La guerre, qui a éclaté en 2023 entre les paramilitaires et l'armée, a tué des dizaines de milliers de personnes, en a déraciné des millions d'autres et plongé le pays dans ce que l'ONU décrit comme "la pire crise humanitaire au monde."
Mardi, le Haut commissariat aux réfugiés de l'ONU a fait état de rapports d'"exécutions atroces" et de "violences sexuelles contre les femmes et les jeunes filles" commises par des groupes armés et s'inquiète de "l'escalade de violences brutales" depuis la chute d'El-Facher.
Quelque 177.000 civils se trouvent encore dans la ville et ses environs, selon l'Organisation internationale pour les migrations.
L'Union africaine a condamné "les crimes de guerre présumés et les meurtres de civils ciblés en raison de leur appartenance ethnique".
Lundi, le Haut-Commissariat de l'ONU aux droits de l'homme avait déjà alerté sur le "risque croissant d'atrocités motivées par des considérations ethniques" en rappelant le passé du Darfour, ensanglanté au début des années 2000 par les massacres, les viols et les razzias des milices arabes Janjawid dont sont issues les FSR.
Face aux flux d'images violentes qui circulent sur les réseaux sociaux, la branche politique des FSR a annoncé la formation d'un comité pour "vérifier l'authenticité des allégations et des vidéos", en affirmant que beaucoup étaient des montages de l'armée et de ses alliés.
Des "scènes choquantes" sont filmées "sans honte par les auteurs eux-mêmes", a dénoncé sur X le ministère soudanais des Affaires étrangères, aligné sur l'armée.
Le Humanitarian Research Lab de l'Université Yale (HRL), qui analyse des vidéos et des images satellite, conclut à "un processus systématique et intentionnel de nettoyage ethnique des communautés indigènes non arabes Fur, Zaghawa et Bartis, avec des déplacements forcés et des exécutions massives".
- "Le monde doit agir" -
Des observations satellite sur des talus jonchés de corps en périphérie de la ville corroborent notamment les vidéos d'exécutions sommaires de civils tentant de fuir, selon le rapport publié lundi par le HRL.

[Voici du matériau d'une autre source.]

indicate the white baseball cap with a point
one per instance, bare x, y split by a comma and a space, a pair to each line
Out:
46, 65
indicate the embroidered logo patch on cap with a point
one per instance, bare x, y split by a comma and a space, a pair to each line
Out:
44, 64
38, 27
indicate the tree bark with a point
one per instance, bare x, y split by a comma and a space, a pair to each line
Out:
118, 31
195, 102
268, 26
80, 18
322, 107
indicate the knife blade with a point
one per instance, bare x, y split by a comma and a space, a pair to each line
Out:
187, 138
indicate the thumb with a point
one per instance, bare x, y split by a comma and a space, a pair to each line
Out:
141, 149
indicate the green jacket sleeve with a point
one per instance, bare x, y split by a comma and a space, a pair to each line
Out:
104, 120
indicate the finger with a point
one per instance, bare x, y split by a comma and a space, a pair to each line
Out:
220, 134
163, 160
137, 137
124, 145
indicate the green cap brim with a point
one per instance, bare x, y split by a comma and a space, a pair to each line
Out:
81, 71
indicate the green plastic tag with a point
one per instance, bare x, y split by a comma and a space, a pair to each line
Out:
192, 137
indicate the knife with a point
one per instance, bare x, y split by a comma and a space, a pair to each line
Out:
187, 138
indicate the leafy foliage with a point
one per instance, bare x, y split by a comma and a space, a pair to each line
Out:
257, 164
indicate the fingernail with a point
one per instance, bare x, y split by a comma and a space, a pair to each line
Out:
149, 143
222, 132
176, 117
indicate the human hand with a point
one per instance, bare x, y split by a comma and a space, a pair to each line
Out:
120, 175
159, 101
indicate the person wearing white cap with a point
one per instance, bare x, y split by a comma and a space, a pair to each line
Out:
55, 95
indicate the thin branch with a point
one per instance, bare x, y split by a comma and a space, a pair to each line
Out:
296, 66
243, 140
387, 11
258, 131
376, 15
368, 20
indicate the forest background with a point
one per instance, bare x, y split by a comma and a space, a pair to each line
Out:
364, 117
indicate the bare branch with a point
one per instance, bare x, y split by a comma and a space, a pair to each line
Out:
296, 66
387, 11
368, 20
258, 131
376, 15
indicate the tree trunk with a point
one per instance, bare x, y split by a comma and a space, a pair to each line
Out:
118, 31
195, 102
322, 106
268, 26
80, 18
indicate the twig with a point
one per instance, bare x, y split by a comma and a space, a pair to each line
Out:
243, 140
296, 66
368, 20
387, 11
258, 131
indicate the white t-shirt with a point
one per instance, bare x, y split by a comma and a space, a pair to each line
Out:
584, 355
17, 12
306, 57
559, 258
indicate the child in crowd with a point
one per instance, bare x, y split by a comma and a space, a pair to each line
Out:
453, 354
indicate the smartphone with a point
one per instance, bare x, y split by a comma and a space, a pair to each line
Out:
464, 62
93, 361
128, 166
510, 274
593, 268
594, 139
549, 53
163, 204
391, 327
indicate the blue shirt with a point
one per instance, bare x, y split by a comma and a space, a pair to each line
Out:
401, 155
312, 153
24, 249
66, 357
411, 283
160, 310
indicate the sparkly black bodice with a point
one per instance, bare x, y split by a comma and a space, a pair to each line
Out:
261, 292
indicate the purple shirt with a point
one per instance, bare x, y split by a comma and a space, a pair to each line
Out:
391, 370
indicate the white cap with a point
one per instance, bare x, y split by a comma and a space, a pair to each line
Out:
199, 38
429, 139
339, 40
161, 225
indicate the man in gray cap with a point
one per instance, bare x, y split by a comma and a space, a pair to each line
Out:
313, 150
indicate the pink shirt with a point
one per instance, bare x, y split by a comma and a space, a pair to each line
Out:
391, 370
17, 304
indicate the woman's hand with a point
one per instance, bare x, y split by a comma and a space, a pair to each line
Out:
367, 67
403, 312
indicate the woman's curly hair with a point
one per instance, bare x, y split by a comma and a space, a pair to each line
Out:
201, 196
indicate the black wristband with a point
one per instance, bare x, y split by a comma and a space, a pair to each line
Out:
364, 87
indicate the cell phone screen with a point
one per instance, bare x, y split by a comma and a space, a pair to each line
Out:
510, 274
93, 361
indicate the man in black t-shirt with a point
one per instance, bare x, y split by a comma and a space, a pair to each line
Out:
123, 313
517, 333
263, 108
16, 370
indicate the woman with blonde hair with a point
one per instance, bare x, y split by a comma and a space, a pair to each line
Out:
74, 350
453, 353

"Le niveau de violences et leur nombre au Darfour dépasse tout ce que j'ai vu jusqu'à présent", a déclaré à l'AFP Nathaniel Raymond, le directeur du HRL.
"Le monde doit agir immédiatement pour mettre la pression maximale sur les FSR et leurs soutiens, notamment les Emirats arabes unis, pour que cessent les tueries", affirme le HRL.
La perte d'El-Facher montre que "la voie politique est la seule option pour mettre fin à la guerre", a déclaré le conseiller présidentiel émirati Anwar Gargash, en appelant à la ratification du plan du groupe dit du "Quad" (Etats-Unis, Arabie saoudite, Egypte et Emirats).
Ce plan prévoit la formation d'un gouvernement civil de transition en y excluant le gouvernement pro-armée actuel et les FSR.
La situation est d'autant plus complexe que les belligérants bénéficient chacun de soutiens étrangers cherchant à peser sur un pays riche en or.
Les FSR ont reçu armes et drones des Emirats arabes unis, d'après des rapports de l'ONU, tandis que l'armée a bénéficié de l'appui de l'Egypte, de l'Arabie saoudite, de l'Iran et de la Turquie, selon des observateurs. Tous nient toute implication.